Permanent Linkby HesDeltanCaptain on Sun Dec 01, 2013 2:52 pm

There is yet more follow-up. Wondering if the new law would be retroactively applied (as was done when in the late 70s the US made child pornography illegal and distributors had to quit selling it lest they break the new law, and later when the true age of one infamous pornstar was discovered and all her films suddenly went from being award-winning films to child pornography) and thus existing videos featuring non-condom use might suddenly be illegal and yanked from shelves I was relieved to see a California judge has knocked the teeth out of the new law. While it remains law, the enforcement of it is now so conditioned and restrictive that it's going to be virtually impossible to actually enforce much less prosecute anyone breaking the law:



"A federal judge has determined that public health risks may trump the First Amendment when filming porn, but not the Fourth and Fourteenth Amendments."

"To summarize the ruling:

* The government has a legitimate interest in reducing the spread of sexually transmitted disease. The Los Angeles County Department of Public Health has recorded thousands of cases of STDs among adult film workers. The judge determined the actual harms caused by disease transmission is likely to trump the First Amendment claims in court and thus refused an injunction to block Measure B.

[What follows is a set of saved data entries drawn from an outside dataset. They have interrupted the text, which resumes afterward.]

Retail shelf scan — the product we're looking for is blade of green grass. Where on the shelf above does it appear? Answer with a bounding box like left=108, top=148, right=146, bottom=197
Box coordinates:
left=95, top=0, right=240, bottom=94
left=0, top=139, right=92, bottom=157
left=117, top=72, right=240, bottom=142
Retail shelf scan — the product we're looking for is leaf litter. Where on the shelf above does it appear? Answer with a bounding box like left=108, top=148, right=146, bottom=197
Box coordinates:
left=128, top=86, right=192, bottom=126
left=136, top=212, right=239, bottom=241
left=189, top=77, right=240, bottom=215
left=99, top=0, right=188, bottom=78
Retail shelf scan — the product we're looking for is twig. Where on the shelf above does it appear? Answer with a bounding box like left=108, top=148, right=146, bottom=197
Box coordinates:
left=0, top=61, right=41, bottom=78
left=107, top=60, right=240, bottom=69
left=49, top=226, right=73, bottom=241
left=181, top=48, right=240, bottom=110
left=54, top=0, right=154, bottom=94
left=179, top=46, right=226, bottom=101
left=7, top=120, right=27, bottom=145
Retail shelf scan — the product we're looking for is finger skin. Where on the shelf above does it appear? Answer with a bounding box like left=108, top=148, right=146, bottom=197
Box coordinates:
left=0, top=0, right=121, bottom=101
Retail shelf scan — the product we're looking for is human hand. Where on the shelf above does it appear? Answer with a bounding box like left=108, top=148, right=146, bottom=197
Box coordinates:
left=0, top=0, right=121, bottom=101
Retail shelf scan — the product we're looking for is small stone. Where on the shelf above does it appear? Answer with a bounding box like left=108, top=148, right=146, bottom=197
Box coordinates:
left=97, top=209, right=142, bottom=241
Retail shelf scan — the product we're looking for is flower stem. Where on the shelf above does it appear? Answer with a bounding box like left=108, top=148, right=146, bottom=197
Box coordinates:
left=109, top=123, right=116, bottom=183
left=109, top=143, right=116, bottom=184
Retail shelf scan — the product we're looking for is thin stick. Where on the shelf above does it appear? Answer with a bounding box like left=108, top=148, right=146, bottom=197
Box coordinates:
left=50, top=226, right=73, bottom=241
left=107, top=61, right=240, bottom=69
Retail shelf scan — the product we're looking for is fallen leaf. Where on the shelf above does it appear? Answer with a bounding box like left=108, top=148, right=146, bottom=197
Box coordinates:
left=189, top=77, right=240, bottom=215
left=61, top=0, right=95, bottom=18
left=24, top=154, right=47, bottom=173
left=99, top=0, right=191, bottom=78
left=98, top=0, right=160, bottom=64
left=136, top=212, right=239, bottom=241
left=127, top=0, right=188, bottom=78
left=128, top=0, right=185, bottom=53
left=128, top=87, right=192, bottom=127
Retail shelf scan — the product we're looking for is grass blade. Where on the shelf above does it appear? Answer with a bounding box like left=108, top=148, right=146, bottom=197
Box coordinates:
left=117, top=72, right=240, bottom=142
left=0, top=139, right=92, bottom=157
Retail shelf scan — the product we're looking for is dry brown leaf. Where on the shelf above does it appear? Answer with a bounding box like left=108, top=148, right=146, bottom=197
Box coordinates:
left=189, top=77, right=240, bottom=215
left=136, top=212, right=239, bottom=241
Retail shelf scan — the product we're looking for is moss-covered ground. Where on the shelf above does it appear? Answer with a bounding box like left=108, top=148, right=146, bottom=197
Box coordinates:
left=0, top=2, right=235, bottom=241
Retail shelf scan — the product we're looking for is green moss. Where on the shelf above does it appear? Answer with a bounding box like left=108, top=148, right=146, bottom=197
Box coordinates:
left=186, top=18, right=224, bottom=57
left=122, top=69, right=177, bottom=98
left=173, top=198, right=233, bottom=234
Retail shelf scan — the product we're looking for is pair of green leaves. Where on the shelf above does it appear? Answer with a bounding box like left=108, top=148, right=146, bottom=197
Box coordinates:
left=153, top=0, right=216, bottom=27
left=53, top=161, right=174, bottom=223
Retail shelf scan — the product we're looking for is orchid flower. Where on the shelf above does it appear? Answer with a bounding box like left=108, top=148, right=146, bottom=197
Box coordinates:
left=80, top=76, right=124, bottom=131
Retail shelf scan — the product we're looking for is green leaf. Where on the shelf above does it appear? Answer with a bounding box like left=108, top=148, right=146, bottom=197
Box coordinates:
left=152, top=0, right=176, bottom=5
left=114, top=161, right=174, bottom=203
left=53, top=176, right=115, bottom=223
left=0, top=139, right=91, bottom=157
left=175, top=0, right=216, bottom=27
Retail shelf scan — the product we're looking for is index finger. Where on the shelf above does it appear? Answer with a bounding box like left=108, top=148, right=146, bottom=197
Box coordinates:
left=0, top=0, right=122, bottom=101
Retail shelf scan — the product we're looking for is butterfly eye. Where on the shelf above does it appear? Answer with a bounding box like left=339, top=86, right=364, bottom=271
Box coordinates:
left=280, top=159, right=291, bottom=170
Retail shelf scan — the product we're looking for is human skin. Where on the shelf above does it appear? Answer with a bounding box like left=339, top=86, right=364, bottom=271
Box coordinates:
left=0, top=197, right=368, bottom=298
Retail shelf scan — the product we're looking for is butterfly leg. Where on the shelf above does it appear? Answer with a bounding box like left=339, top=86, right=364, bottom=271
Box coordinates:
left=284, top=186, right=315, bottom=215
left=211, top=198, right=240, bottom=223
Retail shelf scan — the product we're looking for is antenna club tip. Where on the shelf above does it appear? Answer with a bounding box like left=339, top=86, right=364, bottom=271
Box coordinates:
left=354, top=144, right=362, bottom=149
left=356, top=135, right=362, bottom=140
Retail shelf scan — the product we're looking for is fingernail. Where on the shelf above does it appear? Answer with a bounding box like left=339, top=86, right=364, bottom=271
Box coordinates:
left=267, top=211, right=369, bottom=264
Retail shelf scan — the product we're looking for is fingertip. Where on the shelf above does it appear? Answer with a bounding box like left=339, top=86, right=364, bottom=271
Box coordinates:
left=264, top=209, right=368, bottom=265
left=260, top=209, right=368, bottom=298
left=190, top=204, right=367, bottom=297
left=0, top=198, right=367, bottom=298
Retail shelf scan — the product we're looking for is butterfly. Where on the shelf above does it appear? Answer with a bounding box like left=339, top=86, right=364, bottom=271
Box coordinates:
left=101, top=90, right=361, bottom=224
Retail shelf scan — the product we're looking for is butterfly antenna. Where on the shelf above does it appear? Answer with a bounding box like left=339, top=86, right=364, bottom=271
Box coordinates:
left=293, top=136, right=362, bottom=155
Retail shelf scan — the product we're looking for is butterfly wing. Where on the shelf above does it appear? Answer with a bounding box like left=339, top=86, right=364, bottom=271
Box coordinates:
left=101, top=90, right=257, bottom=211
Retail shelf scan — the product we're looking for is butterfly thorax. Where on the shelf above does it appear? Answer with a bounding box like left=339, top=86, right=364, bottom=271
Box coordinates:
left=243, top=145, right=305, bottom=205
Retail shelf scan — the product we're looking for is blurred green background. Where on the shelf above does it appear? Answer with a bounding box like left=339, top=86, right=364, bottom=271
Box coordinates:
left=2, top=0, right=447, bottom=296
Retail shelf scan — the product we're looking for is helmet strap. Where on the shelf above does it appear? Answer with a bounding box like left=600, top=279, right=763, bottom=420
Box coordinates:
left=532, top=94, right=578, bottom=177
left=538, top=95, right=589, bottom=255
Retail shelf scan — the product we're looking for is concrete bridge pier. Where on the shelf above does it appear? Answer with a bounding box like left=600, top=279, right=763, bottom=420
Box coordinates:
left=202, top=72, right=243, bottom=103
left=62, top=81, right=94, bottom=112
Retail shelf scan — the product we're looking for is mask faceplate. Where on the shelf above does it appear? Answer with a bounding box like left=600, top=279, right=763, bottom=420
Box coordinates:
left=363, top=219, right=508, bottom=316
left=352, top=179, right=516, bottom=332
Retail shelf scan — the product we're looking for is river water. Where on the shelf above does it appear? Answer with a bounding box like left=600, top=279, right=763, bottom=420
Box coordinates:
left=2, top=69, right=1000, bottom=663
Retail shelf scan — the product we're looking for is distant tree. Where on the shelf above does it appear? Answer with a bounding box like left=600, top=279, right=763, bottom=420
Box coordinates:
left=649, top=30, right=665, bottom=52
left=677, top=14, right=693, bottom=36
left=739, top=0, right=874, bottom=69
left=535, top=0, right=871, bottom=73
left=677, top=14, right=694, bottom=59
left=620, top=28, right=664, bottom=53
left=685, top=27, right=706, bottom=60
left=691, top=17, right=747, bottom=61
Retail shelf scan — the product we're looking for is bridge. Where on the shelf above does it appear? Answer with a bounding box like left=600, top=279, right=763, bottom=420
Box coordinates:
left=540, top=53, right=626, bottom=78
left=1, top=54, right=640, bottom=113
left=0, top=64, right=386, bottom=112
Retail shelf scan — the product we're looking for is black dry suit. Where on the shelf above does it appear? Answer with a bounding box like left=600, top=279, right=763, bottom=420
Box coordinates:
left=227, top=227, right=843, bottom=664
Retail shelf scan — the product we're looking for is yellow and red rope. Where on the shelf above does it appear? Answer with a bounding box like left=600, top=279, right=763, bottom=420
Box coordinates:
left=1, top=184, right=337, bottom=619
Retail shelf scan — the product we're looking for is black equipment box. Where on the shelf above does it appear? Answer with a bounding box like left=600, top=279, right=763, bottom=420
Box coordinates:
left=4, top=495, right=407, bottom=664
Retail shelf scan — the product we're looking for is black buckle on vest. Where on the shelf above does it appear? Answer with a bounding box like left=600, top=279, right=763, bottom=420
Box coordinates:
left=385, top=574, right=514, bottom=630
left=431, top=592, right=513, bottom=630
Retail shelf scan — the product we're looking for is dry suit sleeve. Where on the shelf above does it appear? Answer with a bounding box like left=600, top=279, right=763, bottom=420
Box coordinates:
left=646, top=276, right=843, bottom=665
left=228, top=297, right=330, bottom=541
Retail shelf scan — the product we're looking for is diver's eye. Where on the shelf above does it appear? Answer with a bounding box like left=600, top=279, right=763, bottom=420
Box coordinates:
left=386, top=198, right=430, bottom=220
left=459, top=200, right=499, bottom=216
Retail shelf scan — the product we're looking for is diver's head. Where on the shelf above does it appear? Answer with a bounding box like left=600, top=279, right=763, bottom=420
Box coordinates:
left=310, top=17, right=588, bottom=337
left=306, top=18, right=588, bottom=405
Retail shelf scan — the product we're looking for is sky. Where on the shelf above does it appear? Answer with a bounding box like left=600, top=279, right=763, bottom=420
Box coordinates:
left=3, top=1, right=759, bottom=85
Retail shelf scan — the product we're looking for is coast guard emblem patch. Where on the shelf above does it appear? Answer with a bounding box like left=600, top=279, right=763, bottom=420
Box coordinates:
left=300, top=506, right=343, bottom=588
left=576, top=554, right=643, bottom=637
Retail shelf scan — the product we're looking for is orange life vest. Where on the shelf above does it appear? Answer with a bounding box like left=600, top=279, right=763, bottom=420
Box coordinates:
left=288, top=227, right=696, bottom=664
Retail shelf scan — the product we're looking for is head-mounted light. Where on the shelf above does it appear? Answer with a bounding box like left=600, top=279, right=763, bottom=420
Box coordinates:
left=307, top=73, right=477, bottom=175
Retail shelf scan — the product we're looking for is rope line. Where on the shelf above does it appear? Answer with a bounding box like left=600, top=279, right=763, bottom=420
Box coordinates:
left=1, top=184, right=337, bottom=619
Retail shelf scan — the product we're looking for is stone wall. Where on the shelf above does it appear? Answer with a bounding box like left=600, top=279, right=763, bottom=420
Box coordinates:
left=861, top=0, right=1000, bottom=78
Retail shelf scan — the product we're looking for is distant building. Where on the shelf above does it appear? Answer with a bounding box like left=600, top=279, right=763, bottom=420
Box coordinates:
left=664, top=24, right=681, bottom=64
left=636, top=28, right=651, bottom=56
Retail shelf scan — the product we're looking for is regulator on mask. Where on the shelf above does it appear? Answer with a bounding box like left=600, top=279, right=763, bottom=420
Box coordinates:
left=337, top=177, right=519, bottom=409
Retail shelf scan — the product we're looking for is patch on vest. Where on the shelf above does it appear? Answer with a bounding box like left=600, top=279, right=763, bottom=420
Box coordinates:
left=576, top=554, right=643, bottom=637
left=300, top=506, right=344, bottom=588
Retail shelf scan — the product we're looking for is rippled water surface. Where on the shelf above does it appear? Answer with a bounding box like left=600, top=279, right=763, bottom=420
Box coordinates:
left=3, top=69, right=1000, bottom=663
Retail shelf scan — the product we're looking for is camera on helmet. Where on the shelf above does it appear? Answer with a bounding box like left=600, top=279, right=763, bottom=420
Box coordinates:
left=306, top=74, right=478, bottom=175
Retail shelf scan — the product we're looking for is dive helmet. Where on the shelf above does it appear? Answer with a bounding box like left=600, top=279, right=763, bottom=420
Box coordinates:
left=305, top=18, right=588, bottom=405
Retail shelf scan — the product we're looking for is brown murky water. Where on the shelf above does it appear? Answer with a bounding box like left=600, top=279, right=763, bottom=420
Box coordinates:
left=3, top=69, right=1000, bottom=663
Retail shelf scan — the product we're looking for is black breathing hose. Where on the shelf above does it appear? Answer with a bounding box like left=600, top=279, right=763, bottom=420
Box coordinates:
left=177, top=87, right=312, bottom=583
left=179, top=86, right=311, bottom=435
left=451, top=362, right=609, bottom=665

* The measure allows county health officers to enter and inspect any property where he or she believes adult film production is taking place, levy fines, and seize potential evidence without a warrant. The judge points out that this rule technically allows a county health officer to demand access to any building in all of Los Angeles County and is therefore too vague. The judge blocked this part of the law. Officials can get a warrant from a judge if they suspect illegal porn filming is taking place somewhere.

* Because adult films are protected by the First Amendment, fees demanded as part of Measure B must be revenue neutral – they can only cover the cost of administrating the law and cannot be used to generate revenue. There is nothing that indicates the fees being charged for a permit to shoot porn are revenue neutral.

* Requiring a permit to film porn is a form of prior restraint – having to seek the government’s permission to engage in acts of free speech. The judge agreed that Measure B did not contain sufficient safeguards to prevent county officials from abusing this authority. The judge stated that there needs to be the possibility of judicial review in the event of denied licenses or if porn sets are shut down. The judge noted that based on the very vague wording of the measure, an official could shut down a porn set over a cameraman having a cold."

And there was much rejoicing. :)

"I'd rather be hated for who I am, than loved for who I pretended to be." - Me.